Two weeks ago almost to this moment, the lives of me and many of my friends changed forever. Today, I kept recalling a statement that I’ve heard in almost every situation like the one me and my friends just went through. “I can’t imagine what you’re going through!” Today, I kept thinking, “That’s right! You can’t imagine it!” Because two weeks ago today I couldn’t imagine it either!
Now I have a totally new relationship with fire. Sure, I’ve seen firestorms before, on television, in newspapers. I’ve even known people who lost everything. But I’ve never had it breathing its hot breath down my back before. Sure, I’ve tried to imagine what it would be like to lose everything when I saw it on TV or read it in a newspaper. But there’s that phrase again. “I can’t imagine what you’re going through!” And I couldn’t then. But now I don’t have to imagine. Even though my house is still standing, I went through the process in a way that was so real it cannot be called imagination.

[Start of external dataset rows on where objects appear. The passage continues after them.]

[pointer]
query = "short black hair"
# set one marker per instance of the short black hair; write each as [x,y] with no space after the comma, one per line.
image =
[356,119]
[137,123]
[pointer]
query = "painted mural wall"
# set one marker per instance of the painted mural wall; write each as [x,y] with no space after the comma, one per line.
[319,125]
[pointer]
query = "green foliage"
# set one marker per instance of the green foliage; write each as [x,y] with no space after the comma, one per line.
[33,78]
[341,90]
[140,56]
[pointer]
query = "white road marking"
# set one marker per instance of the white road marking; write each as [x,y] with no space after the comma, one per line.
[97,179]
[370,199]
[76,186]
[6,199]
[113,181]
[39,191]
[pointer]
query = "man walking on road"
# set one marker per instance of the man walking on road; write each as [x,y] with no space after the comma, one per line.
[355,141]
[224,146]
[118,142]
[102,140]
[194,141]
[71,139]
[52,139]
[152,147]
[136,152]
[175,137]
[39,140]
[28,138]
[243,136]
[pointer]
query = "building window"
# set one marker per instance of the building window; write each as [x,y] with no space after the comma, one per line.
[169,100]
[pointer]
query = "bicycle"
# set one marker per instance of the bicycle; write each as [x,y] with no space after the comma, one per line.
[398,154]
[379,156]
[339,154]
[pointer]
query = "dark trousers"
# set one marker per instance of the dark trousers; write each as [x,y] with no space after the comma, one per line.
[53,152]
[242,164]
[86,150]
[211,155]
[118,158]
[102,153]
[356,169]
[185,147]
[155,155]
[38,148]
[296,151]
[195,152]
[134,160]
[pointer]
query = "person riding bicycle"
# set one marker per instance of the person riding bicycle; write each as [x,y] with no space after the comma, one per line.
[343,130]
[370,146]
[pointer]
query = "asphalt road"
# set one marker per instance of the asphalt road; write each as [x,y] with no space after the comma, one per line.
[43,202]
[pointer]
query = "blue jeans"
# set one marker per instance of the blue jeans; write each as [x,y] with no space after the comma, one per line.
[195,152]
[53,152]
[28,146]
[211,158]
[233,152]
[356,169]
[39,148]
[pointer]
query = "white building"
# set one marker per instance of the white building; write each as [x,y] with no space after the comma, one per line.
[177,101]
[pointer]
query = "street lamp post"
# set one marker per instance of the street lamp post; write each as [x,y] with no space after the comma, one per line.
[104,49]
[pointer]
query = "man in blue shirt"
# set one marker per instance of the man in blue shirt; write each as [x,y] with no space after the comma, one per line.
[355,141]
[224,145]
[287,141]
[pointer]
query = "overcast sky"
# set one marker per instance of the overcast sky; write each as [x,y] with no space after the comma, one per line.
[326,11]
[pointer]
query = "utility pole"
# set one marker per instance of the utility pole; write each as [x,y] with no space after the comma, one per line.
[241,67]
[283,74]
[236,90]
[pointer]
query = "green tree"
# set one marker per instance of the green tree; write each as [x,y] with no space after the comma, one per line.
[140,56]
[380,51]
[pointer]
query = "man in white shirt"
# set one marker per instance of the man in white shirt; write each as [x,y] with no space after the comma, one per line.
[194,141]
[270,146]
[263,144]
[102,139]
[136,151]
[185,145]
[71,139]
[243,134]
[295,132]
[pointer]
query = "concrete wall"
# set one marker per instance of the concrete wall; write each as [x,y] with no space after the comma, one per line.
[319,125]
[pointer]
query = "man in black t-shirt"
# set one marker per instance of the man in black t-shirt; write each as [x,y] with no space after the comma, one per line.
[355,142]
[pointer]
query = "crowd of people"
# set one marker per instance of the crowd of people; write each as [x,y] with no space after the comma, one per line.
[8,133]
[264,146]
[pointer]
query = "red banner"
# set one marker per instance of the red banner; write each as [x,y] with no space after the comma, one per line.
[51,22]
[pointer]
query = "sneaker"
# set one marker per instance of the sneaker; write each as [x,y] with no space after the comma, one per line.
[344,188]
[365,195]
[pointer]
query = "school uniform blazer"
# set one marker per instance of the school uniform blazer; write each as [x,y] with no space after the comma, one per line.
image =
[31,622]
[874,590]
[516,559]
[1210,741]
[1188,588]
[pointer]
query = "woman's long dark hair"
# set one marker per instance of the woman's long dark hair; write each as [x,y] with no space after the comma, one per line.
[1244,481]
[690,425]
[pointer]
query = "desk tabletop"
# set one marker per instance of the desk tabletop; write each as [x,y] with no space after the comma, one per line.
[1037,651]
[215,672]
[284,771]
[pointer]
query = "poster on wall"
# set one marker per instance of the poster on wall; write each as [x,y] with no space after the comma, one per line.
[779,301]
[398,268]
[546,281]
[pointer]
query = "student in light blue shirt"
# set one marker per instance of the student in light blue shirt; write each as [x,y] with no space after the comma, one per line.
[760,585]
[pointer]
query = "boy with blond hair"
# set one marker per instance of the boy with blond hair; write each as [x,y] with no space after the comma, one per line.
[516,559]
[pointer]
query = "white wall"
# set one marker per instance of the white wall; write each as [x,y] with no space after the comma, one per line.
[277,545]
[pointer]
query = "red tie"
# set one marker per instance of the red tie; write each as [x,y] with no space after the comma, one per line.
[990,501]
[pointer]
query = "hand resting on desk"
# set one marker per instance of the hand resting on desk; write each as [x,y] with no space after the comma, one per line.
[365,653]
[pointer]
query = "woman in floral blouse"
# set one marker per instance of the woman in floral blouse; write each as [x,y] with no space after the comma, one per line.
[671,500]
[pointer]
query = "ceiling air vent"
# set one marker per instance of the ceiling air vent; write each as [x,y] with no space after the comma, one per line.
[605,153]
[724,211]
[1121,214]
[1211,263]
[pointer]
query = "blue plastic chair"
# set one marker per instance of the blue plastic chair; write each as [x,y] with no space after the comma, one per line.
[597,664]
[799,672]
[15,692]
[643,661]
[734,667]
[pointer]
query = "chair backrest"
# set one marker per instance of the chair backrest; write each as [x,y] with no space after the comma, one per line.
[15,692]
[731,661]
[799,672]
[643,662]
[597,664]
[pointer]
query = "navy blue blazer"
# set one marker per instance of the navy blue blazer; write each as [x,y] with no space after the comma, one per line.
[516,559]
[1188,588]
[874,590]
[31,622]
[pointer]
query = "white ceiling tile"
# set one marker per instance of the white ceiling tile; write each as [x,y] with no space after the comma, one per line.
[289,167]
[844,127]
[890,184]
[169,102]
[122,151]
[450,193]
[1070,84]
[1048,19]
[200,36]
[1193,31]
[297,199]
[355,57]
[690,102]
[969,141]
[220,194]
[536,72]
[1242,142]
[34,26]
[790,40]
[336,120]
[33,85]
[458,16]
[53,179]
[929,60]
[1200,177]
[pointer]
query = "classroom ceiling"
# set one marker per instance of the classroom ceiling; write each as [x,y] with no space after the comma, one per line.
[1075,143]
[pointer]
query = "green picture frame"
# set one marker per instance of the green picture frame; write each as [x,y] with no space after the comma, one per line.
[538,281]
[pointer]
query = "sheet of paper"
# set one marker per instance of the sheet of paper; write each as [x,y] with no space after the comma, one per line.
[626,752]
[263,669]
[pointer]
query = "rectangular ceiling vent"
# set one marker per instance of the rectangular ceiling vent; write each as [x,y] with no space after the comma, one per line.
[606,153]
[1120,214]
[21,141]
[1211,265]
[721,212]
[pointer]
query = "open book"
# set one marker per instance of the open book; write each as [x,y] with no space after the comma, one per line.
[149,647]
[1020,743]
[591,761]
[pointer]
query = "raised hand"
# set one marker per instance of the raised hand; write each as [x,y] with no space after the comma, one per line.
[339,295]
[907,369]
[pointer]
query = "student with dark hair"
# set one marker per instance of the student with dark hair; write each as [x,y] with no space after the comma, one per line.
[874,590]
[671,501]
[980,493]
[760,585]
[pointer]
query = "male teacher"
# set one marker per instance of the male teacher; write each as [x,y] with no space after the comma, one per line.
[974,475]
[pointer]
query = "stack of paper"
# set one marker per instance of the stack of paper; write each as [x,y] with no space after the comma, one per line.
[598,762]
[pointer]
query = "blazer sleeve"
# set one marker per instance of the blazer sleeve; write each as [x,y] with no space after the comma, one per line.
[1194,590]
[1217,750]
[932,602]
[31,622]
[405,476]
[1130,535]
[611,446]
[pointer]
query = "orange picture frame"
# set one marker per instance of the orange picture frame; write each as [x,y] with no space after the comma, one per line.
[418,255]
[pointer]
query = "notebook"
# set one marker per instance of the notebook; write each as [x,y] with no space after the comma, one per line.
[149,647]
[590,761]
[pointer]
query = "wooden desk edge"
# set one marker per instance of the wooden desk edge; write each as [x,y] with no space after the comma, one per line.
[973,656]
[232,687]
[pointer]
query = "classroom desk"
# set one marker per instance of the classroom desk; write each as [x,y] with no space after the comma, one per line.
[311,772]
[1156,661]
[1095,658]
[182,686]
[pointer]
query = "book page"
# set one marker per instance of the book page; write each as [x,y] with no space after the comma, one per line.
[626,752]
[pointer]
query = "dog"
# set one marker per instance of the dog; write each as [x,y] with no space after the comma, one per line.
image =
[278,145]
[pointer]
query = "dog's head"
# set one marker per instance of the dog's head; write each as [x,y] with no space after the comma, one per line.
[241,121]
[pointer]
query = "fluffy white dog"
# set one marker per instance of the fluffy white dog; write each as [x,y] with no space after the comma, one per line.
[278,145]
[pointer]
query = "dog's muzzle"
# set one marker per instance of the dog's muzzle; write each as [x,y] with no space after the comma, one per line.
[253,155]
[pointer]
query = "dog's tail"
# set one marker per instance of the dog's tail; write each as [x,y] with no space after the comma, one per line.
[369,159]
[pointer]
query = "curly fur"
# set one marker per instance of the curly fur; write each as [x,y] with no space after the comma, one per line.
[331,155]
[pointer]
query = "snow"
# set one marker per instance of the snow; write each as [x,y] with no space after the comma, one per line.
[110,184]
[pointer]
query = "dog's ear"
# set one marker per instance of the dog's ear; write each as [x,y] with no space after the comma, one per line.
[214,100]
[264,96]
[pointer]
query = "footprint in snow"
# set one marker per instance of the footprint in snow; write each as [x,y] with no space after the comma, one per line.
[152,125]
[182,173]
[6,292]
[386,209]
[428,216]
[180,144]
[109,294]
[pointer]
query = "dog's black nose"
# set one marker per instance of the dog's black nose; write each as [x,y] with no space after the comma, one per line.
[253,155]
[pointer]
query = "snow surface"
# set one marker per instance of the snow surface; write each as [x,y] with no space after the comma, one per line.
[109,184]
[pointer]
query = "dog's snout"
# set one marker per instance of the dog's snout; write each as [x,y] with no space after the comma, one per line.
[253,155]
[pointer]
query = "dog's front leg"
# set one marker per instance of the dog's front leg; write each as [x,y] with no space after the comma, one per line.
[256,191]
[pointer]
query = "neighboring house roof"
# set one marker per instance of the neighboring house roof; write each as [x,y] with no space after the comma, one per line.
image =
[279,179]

I have lost many things that are just as important and just as devastating as losing my house and all my material belongings. I lost the peace of mind that came with my routine of walking in the forest everyday, breathing in the fresh air, recognizing the wildlife, hearing the birds singing, the familiarity of the constant dependable relationship with nature. Yes! Yes! Yes! I know! It will come back in the spring. It will be renewed by the winter rains! This is a natural part of the cycle of life. But so is grieving loss! So is the struggle to keep one’s footing when everything familiar and everything nurturing has suddenly been ripped out from under you!
I will cry, I will have bad dreams, I will grieve! I am a survivor. But this I know from my life experience. I have survived because I do not hold back what is there naturally. I don’t need to pretend I’m all together when I’m hurting and I’m sad. That is as natural as the rains coming to nurture new growth among the ashes. Perhaps my tears are like the rain!